Chechnya’s Finance Minister Sultan Tagayev announced on Monday that 10,000 ‘high-performing jobs’ were created throughout ‘all sectors of the economy’ over the last five years in Chechnya, including more than 4,500 in 2017. However, a number of local residents told OC Media that the local authorities artificially inflate employment statistics, denying people their right to unemployment benefits.
According to Tagaev, who is also deputy chair of Chechnya’s Government, the new jobs were created by implementing high-tech investment projects. He said that a number of projects in construction material production, the food industry, and agriculture are being carried out in Chechnya.
According to Russia’s state statistics agency, Rosstat, in May 2018, 56,000 people were registered as unemployed in Chechnya, a rate of 9.0%. This was down 2.3% from the same period the previous year.

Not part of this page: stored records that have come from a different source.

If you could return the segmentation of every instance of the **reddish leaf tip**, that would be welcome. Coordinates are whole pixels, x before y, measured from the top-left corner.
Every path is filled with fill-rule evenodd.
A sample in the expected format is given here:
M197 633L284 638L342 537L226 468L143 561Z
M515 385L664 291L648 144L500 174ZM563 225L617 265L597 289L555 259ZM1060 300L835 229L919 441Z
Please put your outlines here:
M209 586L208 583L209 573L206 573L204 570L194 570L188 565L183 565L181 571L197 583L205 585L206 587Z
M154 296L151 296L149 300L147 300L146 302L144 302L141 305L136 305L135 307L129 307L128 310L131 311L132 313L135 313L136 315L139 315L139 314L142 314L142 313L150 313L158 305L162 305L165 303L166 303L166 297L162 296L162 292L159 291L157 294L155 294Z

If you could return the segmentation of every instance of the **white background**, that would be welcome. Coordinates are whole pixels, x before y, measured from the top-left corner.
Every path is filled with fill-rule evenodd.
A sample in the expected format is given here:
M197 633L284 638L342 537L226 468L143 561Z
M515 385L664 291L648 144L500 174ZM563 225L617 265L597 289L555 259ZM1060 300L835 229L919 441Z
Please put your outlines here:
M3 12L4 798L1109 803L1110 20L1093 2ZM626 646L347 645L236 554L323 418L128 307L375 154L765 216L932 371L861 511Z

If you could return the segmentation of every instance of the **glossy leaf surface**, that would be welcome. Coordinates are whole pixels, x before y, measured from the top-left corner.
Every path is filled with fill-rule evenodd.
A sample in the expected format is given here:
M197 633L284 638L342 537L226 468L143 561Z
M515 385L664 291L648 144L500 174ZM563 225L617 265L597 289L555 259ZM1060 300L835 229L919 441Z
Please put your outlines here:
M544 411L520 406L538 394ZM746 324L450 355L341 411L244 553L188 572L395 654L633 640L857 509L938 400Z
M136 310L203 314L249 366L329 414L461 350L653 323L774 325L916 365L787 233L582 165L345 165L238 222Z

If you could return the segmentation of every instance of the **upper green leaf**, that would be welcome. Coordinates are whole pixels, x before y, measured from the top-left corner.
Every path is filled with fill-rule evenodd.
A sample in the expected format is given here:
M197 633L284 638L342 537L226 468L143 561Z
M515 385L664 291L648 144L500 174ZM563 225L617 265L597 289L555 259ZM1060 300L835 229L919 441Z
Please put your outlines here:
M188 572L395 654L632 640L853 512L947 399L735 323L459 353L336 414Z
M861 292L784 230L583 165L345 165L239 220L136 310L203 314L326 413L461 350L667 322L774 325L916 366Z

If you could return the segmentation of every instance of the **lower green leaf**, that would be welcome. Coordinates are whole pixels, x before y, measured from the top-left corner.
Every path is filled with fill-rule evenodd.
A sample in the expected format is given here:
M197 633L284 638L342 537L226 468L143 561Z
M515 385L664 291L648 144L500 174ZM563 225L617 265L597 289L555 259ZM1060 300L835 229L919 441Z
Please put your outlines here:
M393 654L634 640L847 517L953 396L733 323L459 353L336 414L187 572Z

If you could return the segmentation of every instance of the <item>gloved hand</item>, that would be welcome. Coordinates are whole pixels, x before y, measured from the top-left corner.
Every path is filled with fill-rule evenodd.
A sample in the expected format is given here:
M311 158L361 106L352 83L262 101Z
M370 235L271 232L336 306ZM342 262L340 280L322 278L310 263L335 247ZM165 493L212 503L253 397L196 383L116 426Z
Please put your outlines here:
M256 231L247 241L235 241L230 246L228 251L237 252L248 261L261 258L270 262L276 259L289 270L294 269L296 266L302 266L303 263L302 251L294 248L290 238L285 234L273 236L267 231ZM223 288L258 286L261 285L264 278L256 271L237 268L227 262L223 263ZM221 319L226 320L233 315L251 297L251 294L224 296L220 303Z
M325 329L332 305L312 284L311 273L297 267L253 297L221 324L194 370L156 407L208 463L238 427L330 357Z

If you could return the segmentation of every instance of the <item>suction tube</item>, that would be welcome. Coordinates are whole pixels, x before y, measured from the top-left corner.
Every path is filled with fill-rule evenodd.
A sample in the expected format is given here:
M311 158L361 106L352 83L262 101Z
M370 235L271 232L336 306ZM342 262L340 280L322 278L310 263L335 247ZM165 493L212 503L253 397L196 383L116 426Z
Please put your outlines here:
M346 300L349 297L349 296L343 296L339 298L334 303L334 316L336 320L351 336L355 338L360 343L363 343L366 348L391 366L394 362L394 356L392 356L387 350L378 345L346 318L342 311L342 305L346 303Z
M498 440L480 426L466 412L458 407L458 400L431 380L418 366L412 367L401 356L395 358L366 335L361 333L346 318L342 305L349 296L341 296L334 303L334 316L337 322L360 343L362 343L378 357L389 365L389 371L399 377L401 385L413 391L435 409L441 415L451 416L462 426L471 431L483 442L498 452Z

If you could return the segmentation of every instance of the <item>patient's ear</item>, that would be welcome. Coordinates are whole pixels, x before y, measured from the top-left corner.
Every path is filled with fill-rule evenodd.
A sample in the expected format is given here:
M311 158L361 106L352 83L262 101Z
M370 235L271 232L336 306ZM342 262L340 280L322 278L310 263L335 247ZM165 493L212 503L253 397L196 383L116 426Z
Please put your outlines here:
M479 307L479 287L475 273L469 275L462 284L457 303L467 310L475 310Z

While local media outlets frequently cover official reports of economic success, local residents often complain that these are not a reflection of the reality in Chechnya. A number of local people who spoke with OC Media on condition of anonymity reported that it was almost impossible to register as unemployed in Chechnya or to receive unemployment benefits, with people denied access to material aid envisaged by the law.
According to several people, complaints to the Prosecutor’s Office about being denied benefits are rejected with the explanation that granting unemployment benefits spoils Chechnya’s positive statistics as well as relations between the republic’s leadership and the Kremlin.
One resident of Grozny, Malkan, told OC Media she was cut off from unemployment benefits without being notified or given any explanation.
‘When I went to the district social protection department of the Ministry of Labour and Social Development, I was not even given the reason for the termination of my benefits payments. I didn’t bother to register a complaint; I was told that it’s would be pointless and that they do it to reduce the unemployment rate’.
Local residents claimed that many people instead paid bribes in order to register as disabled, which comes with a maximum monthly benefits payment of ₽20,000 ($318), sometimes registering entire families as disabled. According to a number of sources, the cost to have this approved ranges from ₽150,000–₽300,000 ($2,400–$4,700).
Salambek, from Grozny, told OC Media that he and his family, including his four children, were all registered as disabled, despite being healthy. He said the family received monthly benefit payments of around $1,000 as a result.
Zara, another local resident, told OC Media people in Chechnya did not feel any remorse for claiming benefits from the Russian state that they were not legally entitled to, as after experiencing two wars, this was a ‘fair reward’.